As I suspected the road to Innamincka was very rough in places, you feel like everything is going to shake apart, even your teeth. Heading west we crossed numerous sand dunes but the road was such that you had to slow at the top in case there were large potholes or bulldust or a turn in the road. In 1986 this road was smooth and it was great fun whizzing over the dunes. After the dunes you then head north on the Strzelecki Track, which was OK in places, but very corrugated in areas, and rough stones in other places. It seems like they gather gibber stones and spread them on the road embedded in clay. The clay wears away leaving the stones sticking out, it is a testament to the ruggedness of modern tyres that they can stand the pounding they get. You have to travel at least 70-80 Km/Hr and slip across the tops of the stones or corrugations or you get bounced all over the place. When the corrugations are very large there is nothing you can do when you are towing, any higher speed would be unsafe; you have to just wear it. You just have to shake all over. I did see another sunrise on the way from Fort Grey, but, with very few clouds, it was not very spectacular.
I crossed the dingo fence along the way, which follows the SA and Qld borders. The fence is not quite on the border, but the white post is Cameron Corner, where SA, Qld and NSW meet.
Along the way I decided to check the plug to the caravan and it was unplugged, dragging on the ground, must have been hit by a rock. Plugged it in but no connection. Unplugged it and found that all the inside was missing. Pressed on and luckily Innamincka Trading Post had a replacement so I set up camp and waited until the shade came over and rewired and tested the new one. Then I found the caravan’s reversing camera was not working so the next day found a broken wire and fixed that. I hope that’s all that’s broken.
I decided to camp at Cullyamurra Waterhole on the Cooper, which is 14 Km east of Innamincka. It is a beautiful spot, right on the Cooper, lots of trees, dirty and dusty, but that’s how it is out here. The waterhole is permanent and has been measured at 28 metres deep. There is a choke in the Cooper above the waterhole and the rushing water scoured out the waterhole to that depth. Howitt, on his mission to find what happened to Burke and Wills, camped at this water hole. My nephew, Rob, wanted a drone selfie so here it is. Not a very good one but the view of the campsite and waterhole is OK.

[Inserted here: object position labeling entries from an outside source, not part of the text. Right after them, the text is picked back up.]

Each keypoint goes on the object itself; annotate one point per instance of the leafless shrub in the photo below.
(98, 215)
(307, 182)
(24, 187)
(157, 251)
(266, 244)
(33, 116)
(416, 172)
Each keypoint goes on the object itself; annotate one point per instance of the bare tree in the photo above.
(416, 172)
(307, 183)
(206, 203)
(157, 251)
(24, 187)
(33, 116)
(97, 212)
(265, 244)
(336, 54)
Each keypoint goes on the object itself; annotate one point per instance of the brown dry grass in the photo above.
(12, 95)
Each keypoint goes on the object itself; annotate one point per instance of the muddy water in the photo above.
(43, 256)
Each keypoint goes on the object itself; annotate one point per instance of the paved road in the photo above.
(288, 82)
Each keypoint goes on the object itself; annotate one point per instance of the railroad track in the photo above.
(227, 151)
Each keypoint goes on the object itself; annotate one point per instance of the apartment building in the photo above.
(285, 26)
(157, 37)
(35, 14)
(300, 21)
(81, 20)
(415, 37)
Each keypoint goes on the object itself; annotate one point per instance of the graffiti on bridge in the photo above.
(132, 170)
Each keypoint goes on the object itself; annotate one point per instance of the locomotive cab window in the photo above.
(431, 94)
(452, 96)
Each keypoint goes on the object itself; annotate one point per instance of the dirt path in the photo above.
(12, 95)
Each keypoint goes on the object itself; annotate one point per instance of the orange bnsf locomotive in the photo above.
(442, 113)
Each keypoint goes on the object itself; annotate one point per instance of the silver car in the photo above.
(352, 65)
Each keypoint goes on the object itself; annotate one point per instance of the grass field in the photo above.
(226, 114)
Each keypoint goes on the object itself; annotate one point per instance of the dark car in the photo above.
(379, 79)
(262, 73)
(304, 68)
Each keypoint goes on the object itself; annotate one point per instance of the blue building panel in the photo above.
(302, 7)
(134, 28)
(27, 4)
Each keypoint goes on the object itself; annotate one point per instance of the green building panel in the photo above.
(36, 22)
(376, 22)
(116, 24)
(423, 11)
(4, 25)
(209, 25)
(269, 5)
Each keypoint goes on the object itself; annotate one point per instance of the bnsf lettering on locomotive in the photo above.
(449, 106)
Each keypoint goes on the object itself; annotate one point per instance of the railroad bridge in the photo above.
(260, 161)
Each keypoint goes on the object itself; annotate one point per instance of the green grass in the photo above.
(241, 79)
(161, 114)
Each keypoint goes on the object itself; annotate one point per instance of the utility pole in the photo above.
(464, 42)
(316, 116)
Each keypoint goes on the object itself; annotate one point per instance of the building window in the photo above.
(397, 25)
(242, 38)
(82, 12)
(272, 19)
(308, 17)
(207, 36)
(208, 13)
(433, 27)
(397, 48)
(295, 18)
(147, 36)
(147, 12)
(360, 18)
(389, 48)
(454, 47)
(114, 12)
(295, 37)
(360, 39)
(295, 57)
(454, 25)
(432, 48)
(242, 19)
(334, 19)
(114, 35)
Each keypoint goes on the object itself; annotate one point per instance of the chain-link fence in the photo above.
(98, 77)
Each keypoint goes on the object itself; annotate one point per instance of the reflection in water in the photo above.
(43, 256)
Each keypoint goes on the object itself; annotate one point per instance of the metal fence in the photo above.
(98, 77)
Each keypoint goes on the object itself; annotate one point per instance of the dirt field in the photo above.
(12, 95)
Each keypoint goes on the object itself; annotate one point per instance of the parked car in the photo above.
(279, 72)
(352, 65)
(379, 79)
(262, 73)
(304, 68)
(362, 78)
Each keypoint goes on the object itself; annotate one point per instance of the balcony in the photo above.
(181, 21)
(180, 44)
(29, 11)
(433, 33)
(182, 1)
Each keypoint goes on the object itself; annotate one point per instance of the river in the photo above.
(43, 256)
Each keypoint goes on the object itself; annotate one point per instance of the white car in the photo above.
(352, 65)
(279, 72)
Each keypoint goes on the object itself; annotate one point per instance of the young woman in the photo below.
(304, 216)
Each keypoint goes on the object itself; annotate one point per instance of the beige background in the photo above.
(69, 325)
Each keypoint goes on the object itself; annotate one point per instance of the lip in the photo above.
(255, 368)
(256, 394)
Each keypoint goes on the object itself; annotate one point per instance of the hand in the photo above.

I visited the dig tree, which is an amazing old coolabah. This is where Burke and Wills set up their camp 65, depot camp, before the four set off for the gulf. On the way I crossed the Cooper over a new Burke and Wills bridge. The bridge is 70 Metres long and the scale of it is testament to the size of the cooper when it floods. It is 70 metres long.
As we all know they arrived back at depot camp on the day that the four men, who had stayed at the depot camp led by Brahe, left for Menindee. Burke and Wills had spent 1/2 a day burying Grey on the way to the depot camp and, had they not done this, they would have arrived at the depot camp before the others had left. Against Will’s wishes, Burke insisted they set off for Mt Hopeless about 250 Km away, but when it was clear that they wouldn’t make it they tried to return to depot camp. But died in the attempt. What made it worse was that Burkes camp caught fire and nearly all the supplies were lost. Before Burke and Wills left the depot camp they left a note in the camel box under the dig tree and smoothed everything out so the aborigines would not find the note. The righthand photo is of the Dig Tree and the Cooper behind, it is an idyllic camping place
It is very hard to decipher the blaze on the Dig Tree, but the blaze is still there. In the 1920’s a likeness of burke was carved and a Coolibah next to the Dig Tree.
The party returning south to Menindee met by chance the Wrights relief party coming up from Menindee and the leaders Brahe and Wright rode back to the depot camp, looked around for 15 minutes and then left, as there were no signs of anyone having been there. On the way back to the depot Wills was the first to die about 15 Km west of Innamincka and I visited the place he died. Wills insisted that Burke and King leave him to die and that they should push on. The road in is crossed a number of dunes some of which were covered by yellow daisies, the result of a local shower a few weeks prior. It was the same in 1986 when we crossed the Simpson Desert; the daisies then were yellow and white and covered the desert in places. Cam and Deen were disappointed because they wanted to see a desert.
Burke then died about 6 Km east of Innamincka and Howitt buried his remains when he found them, which is shown in the painting which is in the State Library in Melbourne.
After a rest day yesterday I am off to Thargomingah, I have had enough of rough corrugated roads for this trip. But, on second thoughts, Currawinya National Park looks inviting, who knows. I have arrived safely at Thargomindah and will stay 2 nights. No TV and no radio but we do have Telstra 4G so I can catch up on my emails etc. The map below shows my journey so far. Google maps will not allow me to make the direct route from Mutawintji to Tibooburra, but insists I return to Broken Hill, which I did not.